DIY Lemon all-purpose cleaning solution 

Ingredients & Materials:

-A spray bottle

-Large closable container for steeping (i.e. large mason jar)

-Fine strainer or cheesecloth

-Lemon rinds (about a half gallon filled, the more the better)

-White Vinegar (enough to fill your chosen jar) 

-*optional* 1-2 cups water if you want to dilute

-*optional* a few drops of unscented liquid castile soap

Method:

1) Pack your large container with lemon rinds. Seeds are okay to keep in. Make sure to squeeze out all the juice from your lemons before putting rinds in your jar (other citrus like orange and grapefruit rinds work great too!). 

2) Pour white vinegar into your jar to fill all the holes and cracks around your lemons. Seal tightly, and place by a sunny window to infuse for 1-3 weeks (the longer you wait the better it smells).

3) After steeping is complete, strain your solution over cheesecloth or strainer into your spray bottle. You may want to strain a few times before putting it in your spray bottle to make sure all the chunks are removed. 

4) Before screwing on the top to your spray bottle, you can choose to dilute the spray a little with water (if you want more solution) or add a few drops of unscented liquid castile soap. 

5) Shake and use! 

Bottles can be stored at room temperature and used on any surface other than granite, marble or wood. Vinegar is great for durable surfaces like countertops, toilets, fridge shelves, and even for a few spritzes in your laundry or dishwasher. 


The Best Strawberry Lemonade  

Makes 1 gallon of strawberry lemonade

Ingredients: 

-1.5 cups of fresh squeezed lemon juice

-8 cups filtered water

-1-2 cups of chopped frozen strawberries 

-1 cups of white sugar 

-optional: 1 bunch of mint leaves, torn  

-One gallon glass pitcher 

Method: 

1) Squeeze all your lemons and mix with water and sugar in a one gallon container. It may take a few minutes for the sugar to dissolve since the water should be cold or at room temperature. This is a great stirring activity for your kids to do with a wooden spoon!

2) Remove strawberries from the freezer and roughly chop. Frozen strawberries are great to hold onto from the previous summer and fall for this recipe. We’ve found that frozen strawberries seem to diffuse better in the lemonade to create a great flavor. 

3) Dump frozen strawberries into the liquid, mix and add mint if desired. Put in the refrigerator for 2-3 hours so that the strawberries and mint can diffuse. Serve over ice and enjoy! 


Homemade Lemon Essential Oil 

This lemon oil recipe is great to use in diffusers, making candles, recipes, adding to baths or cleaning sprays. While you can choose to make an oil with the ‘let it sit for 3 weeks’ method, you can also do this fast and easy 1 hour recipe.  

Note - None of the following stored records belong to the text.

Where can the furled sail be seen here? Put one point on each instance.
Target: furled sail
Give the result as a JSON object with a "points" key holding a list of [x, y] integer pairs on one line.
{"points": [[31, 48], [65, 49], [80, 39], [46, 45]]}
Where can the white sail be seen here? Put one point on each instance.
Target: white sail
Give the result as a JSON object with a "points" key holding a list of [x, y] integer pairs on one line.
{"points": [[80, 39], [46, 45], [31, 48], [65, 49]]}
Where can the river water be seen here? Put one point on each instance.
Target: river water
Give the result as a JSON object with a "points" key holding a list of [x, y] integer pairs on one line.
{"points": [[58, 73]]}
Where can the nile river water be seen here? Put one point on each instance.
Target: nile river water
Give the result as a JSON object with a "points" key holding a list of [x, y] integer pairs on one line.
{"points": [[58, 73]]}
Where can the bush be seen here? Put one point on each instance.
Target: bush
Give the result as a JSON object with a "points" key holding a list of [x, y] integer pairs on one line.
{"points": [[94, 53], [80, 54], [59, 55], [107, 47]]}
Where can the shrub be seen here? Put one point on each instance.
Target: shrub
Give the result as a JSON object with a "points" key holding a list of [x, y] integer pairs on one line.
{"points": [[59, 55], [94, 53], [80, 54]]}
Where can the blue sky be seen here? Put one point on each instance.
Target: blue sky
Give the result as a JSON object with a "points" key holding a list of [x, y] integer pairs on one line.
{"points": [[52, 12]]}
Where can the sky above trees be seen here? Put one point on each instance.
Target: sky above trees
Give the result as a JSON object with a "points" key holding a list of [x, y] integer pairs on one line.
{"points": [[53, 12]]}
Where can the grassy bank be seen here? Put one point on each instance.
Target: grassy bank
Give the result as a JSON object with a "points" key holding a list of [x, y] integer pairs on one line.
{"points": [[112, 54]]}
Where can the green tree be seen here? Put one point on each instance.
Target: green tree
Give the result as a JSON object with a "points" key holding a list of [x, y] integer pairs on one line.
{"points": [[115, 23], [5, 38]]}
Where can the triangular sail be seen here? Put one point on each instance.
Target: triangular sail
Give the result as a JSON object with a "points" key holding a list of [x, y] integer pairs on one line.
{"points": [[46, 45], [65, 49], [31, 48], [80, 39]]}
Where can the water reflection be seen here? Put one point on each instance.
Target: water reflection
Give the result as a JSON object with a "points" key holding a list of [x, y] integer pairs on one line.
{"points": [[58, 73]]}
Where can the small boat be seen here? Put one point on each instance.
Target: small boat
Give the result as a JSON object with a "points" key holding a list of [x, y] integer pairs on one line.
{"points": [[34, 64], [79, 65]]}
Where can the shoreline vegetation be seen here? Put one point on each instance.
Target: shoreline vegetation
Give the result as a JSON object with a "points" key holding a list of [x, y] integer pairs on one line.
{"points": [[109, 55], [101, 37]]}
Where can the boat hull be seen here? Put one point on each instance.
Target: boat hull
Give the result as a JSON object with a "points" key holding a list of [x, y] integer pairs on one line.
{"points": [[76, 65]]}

*For inspiration and recipes on how to use your oil to make homemade candles, visit www.canlescience.com*

Ingredients & Materials: 

-3 cups of a carrier oil (can use coconut oil, almond oil, grape seed oil etc) 

-6-10 lemons, yellow skin shaved off only (keep pulp and juice separate) 

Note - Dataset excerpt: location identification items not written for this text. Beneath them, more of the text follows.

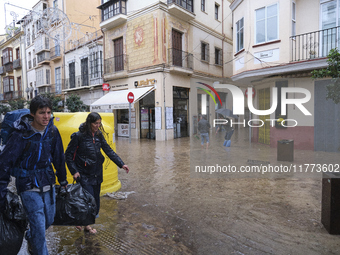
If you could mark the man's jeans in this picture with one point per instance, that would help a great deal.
(40, 211)
(206, 135)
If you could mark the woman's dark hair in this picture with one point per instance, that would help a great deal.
(91, 118)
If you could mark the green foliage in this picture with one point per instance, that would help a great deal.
(57, 102)
(333, 71)
(74, 104)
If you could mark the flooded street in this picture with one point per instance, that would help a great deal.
(175, 211)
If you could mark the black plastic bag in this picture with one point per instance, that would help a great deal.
(75, 207)
(13, 224)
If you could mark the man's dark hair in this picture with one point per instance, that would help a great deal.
(40, 102)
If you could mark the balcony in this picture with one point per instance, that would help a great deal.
(180, 61)
(17, 64)
(50, 89)
(43, 58)
(42, 44)
(183, 9)
(116, 67)
(113, 13)
(314, 45)
(55, 53)
(9, 68)
(89, 37)
(77, 82)
(13, 95)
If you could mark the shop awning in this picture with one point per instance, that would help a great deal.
(118, 99)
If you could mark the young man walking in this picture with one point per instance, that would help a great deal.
(203, 128)
(28, 155)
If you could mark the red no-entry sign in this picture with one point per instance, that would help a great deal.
(131, 97)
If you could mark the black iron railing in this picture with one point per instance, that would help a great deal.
(17, 64)
(313, 45)
(113, 8)
(55, 52)
(180, 58)
(116, 64)
(186, 4)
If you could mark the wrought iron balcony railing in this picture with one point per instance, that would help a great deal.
(313, 45)
(13, 95)
(55, 52)
(112, 8)
(44, 56)
(77, 81)
(180, 58)
(116, 64)
(17, 63)
(186, 4)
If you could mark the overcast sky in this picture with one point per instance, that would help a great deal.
(20, 8)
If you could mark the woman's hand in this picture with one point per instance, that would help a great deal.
(76, 175)
(126, 168)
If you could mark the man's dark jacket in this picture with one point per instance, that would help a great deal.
(29, 156)
(83, 155)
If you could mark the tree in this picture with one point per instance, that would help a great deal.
(333, 71)
(74, 104)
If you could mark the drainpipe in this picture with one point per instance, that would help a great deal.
(165, 137)
(223, 40)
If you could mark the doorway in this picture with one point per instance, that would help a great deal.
(147, 116)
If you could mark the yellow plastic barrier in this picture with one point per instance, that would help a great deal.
(68, 123)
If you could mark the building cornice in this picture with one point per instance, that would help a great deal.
(252, 75)
(235, 4)
(148, 9)
(208, 30)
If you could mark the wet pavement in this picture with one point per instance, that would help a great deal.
(177, 211)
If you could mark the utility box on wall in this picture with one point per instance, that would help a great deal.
(330, 207)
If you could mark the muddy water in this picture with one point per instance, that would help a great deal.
(175, 211)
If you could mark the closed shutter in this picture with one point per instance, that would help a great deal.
(176, 48)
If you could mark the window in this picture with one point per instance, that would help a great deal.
(48, 77)
(329, 21)
(203, 5)
(7, 55)
(55, 3)
(17, 53)
(266, 24)
(177, 58)
(239, 35)
(204, 51)
(28, 37)
(216, 11)
(8, 84)
(58, 80)
(118, 53)
(112, 8)
(96, 59)
(218, 56)
(293, 19)
(33, 33)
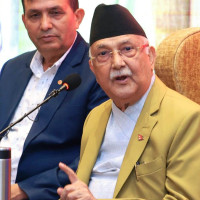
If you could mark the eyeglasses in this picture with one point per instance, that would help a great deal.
(127, 52)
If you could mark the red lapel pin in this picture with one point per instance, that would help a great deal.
(140, 137)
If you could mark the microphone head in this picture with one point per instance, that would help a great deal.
(73, 81)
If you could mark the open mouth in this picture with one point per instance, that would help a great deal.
(121, 78)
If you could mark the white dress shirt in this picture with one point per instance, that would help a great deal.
(34, 94)
(118, 133)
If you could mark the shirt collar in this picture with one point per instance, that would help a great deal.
(134, 110)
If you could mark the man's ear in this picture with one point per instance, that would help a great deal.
(79, 13)
(24, 20)
(152, 55)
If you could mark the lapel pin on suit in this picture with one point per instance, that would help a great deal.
(140, 137)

-vegetable peeler or cheese grater 

-double boiler or 1 large and 1 small pot 

Method:

1) The natural oil of a lemon is found only in its yellow skin, not the white pulp or fruit. Make sure as you peel the skin off for this recipe, that you try to only shave off the yellow portion. Once you’ve shaved off all your yellow skin, put it in a small pot with your carrier oil.

2) In a separate, larger pot, bring water to a boil then reduce to a simmer. Once simmering, place the small pot with lemon and oil mixture over the large pot to create a double boiler. Cover and steam on low for 3 hours, pressing and stirring lemon mixture every 30-40 minutes to extract the most oil possible. The steam from the outside pot should slowly heat and infuse the oil. Make sure that the oil does not boil, though it should get very hot.

3) After 3 hours of slow steaming, remove the mixture, and let cool. Store in an airtight container at room temperature for up to 6 months.